A “heroic, undaunted performance” in San Francisco Symphony debut

A performance of Shostakovich’s First Violin Concerto is nothing to take lightly, either for the performers or the audience. The music digs in deep, across four weighty movements and one of the composer’s trademark massive cadenzas for the soloist, and there are challenges for everyone involved.

In her impressive showing with the San Francisco Symphony on Thursday, Nov. 8 in Davies Symphony Hall, violinist Karen Gomyo didn’t insult our intelligence by making the thing seem easy. On the contrary — she matched the composer step for demanding step, producing a rendition that gleamed with the sweat of honest labor.

Together with guest conductor Jakub Hrusa, Gomyo — a Japanese-born virtuoso who now lives in Berlin — dived into Shostakovich’s showpiece with an obvious respect for both the technical and interpretive difficulties ahead. The combination of craggy rhetoric, capacious formal scale and sheer finger-busting passagework that infuses this concerto means that anyone can go astray at any moment.

Yet, by the time the piece drew to a close nearly 40 minutes later, Gomyo and Hrusa in partnership had conferred an air of triumph on the proceedings. Shostakovich’s expansive lines of thought, which can often seem discursive and even meandering in the wrong hands, emerged here with a welcome sense of formal tautness; the composer’s acrid sensibilities sounded inviting without losing their essential character.

Gomyo’s playing boasts a bold, steely beauty, which at least in this context made few concessions to traditional notions of lyricism or expressive warmth. (Her encore, a lovely account of the fourth of Astor Piazzolla’s “Six Tango Etudes,” offered a more overtly empathetic voice, though even here she made sure to keep the rhythms crisp and muscular.)

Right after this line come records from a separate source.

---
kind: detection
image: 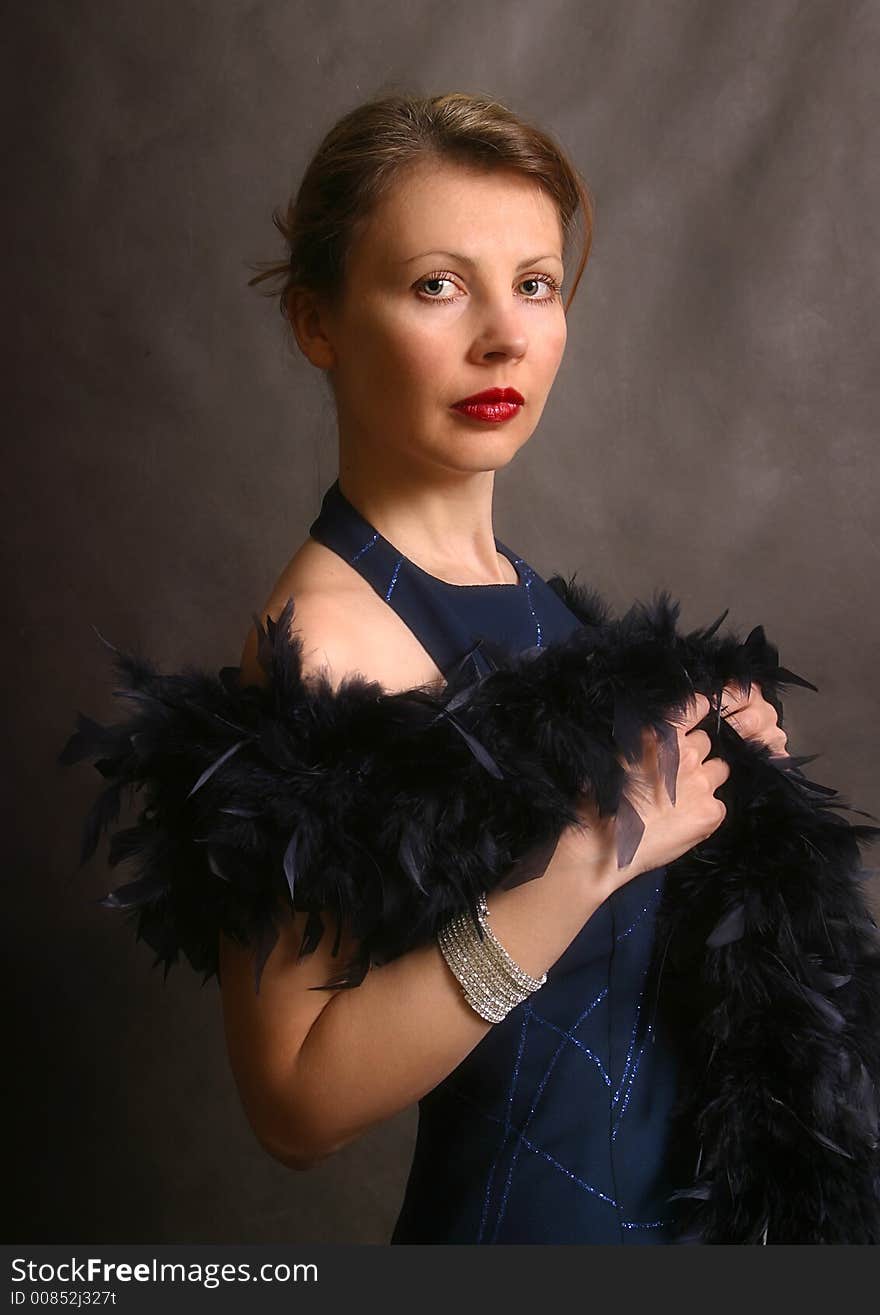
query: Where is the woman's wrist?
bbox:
[546,815,621,905]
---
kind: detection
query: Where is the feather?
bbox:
[78,783,123,864]
[655,719,680,806]
[706,904,746,948]
[282,828,301,901]
[187,738,250,797]
[775,666,820,693]
[615,794,646,869]
[433,708,504,777]
[58,581,880,1243]
[97,875,167,908]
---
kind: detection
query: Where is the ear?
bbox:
[286,287,337,371]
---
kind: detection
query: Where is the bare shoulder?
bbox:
[240,535,445,695]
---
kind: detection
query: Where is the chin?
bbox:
[444,441,527,476]
[449,416,538,454]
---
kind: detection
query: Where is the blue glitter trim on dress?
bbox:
[513,557,543,649]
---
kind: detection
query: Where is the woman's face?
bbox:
[313,158,568,478]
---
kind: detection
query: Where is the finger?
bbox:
[683,728,712,764]
[708,796,727,830]
[768,730,789,757]
[726,699,786,751]
[720,680,752,715]
[670,692,711,730]
[726,706,760,736]
[706,755,731,787]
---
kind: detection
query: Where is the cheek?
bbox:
[545,317,567,372]
[527,315,567,392]
[349,306,441,394]
[375,319,464,404]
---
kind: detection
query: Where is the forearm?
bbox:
[281,844,613,1163]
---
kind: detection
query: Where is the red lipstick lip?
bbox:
[452,387,524,407]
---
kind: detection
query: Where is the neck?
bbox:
[335,452,514,587]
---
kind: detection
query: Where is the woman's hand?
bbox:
[721,681,788,758]
[552,693,731,895]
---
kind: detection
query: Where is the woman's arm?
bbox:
[220,827,611,1169]
[220,596,726,1170]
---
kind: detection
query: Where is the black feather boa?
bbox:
[58,576,880,1243]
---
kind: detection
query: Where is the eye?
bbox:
[519,274,563,302]
[415,272,462,303]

In the concerto’s broad opening movement, which the composer labeled “Nocturne,” Gomyo spun out long-breathed melodies with unflinching forthrightness, as if encouraging the listener to revel in the music’s dark, sinewy textures. The bustling scherzo — equally dark, even more corrosive — got a ferocious, precise reading.

But the glory of the performance came in the robust third-movement Passacaglia, which is also the concerto’s center of gravity. In this succession of variations on a theme, Gomyo brought out one character of the music after another, engaging in eloquent counterpoint with other members of the orchestra, delivering the solo part with insight and tact, and finally settling in to give a bravura account of the huge solo cadenza.